3 of 5 added info about problem's origin and an attempt to solve it

DFA, lower bound on number of states, language with primes and remainders

This is an exercise from old exam on formal languages that I don't know how to solve:

Let $p \ge 5$ be a prime number and $L_p$ be a language of words over $\{0,1\}$ that read in binary from right (i.e. from least significant bit) give a number that gives remainder modulo $p$ from the set $\{1,2, \ldots, \frac{p-1}{2}\}$.

How to show that:

Every DFA recognizing $L_p$ has at least $2p$ states.


One fact that I know of and is somehow related (has DFA and primes in the statement) is:

Any DFA recognizing language $\{0^n : n \text{ is not divisible by } p\}$ has at least $p$ states.

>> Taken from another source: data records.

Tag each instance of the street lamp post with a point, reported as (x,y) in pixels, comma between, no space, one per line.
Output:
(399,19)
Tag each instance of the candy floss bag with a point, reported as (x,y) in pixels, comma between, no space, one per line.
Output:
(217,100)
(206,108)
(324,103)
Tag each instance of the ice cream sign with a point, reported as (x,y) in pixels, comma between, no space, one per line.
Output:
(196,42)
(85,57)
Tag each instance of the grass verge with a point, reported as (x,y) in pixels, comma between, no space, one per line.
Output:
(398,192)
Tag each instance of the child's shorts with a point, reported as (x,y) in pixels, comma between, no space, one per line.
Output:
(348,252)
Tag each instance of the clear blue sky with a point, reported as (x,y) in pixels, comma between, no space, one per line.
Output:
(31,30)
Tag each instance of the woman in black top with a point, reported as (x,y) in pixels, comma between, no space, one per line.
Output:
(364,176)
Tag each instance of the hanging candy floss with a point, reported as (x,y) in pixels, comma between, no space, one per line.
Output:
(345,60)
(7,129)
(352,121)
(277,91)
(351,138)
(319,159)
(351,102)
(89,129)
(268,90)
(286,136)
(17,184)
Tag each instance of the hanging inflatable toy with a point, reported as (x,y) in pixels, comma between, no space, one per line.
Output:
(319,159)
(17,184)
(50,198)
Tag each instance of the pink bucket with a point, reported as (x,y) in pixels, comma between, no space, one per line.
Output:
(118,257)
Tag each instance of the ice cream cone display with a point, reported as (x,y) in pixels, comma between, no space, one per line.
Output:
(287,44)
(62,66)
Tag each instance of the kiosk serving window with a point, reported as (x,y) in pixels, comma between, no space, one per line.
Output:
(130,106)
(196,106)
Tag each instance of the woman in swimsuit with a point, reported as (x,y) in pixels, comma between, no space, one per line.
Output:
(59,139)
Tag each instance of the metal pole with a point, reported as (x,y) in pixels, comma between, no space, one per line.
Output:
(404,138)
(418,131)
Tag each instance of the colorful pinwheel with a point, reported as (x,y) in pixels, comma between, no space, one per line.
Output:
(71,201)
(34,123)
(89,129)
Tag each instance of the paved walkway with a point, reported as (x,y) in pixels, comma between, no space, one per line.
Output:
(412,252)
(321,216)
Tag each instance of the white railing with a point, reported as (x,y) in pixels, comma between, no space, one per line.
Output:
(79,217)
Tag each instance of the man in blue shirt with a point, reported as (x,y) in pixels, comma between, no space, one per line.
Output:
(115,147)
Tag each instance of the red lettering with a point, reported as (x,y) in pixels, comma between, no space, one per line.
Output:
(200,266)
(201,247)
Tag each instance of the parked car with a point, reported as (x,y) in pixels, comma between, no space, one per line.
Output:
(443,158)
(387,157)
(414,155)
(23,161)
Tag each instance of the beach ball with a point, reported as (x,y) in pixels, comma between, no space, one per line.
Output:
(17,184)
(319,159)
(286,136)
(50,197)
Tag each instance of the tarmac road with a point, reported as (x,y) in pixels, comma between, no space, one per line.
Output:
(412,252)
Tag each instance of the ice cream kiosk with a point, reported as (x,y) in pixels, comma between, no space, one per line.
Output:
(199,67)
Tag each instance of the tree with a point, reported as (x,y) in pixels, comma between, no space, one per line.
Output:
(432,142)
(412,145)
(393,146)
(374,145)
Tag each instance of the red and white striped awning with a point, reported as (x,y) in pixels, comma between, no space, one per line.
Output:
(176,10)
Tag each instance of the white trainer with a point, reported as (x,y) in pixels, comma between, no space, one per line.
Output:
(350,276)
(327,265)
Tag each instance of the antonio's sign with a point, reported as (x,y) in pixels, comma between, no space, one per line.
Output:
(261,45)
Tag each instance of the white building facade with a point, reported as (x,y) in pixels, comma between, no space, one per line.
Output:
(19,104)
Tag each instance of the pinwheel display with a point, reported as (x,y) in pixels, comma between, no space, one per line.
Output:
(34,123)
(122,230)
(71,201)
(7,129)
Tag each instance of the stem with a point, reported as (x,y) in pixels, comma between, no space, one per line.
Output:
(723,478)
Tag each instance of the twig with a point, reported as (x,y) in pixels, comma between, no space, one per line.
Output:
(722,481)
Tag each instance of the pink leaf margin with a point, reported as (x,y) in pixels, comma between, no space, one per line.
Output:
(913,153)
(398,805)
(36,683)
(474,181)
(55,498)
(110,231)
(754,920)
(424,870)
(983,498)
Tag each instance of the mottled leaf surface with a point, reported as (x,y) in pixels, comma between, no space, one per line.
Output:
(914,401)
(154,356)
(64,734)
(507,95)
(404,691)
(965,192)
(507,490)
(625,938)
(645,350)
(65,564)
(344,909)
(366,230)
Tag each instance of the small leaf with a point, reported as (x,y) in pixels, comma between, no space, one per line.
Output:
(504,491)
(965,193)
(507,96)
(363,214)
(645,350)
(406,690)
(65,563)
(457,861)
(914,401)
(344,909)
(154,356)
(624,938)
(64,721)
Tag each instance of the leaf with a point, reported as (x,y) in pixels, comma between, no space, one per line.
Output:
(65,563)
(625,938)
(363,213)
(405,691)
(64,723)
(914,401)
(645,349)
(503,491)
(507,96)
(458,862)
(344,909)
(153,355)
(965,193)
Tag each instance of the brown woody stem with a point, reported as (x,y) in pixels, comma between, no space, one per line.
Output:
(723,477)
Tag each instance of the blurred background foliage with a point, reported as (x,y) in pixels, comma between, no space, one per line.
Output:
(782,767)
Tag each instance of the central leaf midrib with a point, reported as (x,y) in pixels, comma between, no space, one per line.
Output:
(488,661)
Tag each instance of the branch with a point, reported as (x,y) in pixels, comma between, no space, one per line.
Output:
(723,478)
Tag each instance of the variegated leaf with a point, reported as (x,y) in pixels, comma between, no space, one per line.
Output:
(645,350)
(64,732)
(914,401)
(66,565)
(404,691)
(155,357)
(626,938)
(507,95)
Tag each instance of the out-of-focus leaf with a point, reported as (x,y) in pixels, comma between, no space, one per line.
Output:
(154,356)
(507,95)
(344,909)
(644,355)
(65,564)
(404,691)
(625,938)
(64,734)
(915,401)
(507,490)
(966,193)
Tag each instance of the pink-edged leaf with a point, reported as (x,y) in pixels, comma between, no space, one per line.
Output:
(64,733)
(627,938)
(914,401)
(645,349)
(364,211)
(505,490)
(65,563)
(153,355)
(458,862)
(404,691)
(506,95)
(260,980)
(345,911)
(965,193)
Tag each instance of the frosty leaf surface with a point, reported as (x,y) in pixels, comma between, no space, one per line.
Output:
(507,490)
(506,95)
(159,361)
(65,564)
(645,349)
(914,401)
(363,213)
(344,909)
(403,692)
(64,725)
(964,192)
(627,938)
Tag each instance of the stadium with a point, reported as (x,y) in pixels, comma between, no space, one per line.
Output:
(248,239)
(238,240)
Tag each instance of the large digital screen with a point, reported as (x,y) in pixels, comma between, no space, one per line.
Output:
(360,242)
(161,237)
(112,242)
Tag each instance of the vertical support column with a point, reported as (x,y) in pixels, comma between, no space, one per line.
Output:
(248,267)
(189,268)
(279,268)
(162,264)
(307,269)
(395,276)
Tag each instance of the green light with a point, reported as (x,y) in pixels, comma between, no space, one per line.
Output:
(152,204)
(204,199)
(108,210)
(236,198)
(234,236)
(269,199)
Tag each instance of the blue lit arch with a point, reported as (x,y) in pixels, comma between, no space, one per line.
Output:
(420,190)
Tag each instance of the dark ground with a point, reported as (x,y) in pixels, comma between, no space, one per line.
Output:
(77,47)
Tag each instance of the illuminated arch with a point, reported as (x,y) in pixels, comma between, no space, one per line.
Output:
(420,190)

This can be seen by observing that the language is infinite, hence any DFA must have a reachable cycle, from which some accepting state is reachable. And if that cycle had less than $p$ states, then because any number smaller than $p$ is coprime with $p$, we could loop sufficiently many times in that cycle and arrive at the aforementioned accepted state with a word $0^{kp}$ for some natural $k$ - a contradiction.

Maybe it's possible to use this fact, or alter this proof somehow to make it fit for the theorem with $L_p$?